I hope that when you’re lying there, trying to get to sleep, you think of me. I hope that sometimes you go through all the old pictures & notes, just to get a laugh out of them. I hope you think about the future, hoping I’m somewhere in there. I hope you pick up your phone, your eyes fixed on my name in your conacts, fighting yourself to talk to me. I hope sometimes you get really sad & think of all the ways you could win me back. I hope I still possess your heart, in an iron grasp that won’t give.
I hope it’s the same for you as it is for me. Then I won’t feel as crazy.
I’m feeling pretty lonely right about now.

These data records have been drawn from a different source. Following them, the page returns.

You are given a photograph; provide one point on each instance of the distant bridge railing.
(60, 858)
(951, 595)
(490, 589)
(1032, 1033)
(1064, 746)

I texted my ex hours ago to try to repair our friendship, which was longer than our relationship, and he didn’t text me back. I’m thinking a lot about all the people who don’t want me jumping into anything right now, which I am not. Is it a crime to hang out with someone & have fun? I’m over thinking what I want in the forseeable future, knowing I’m happy with what is going on right now but scared that it might get too serious from one day to the next. Nobody in this house ever even talks to me. Social networking is no comfort. I’ve run out of books in my house to read. I want an ice cream sundae. I want to smoke a cigarette. Everyone is a douchebag & the sun is gone.
I apologize for bitching. I just have to vent sometimes.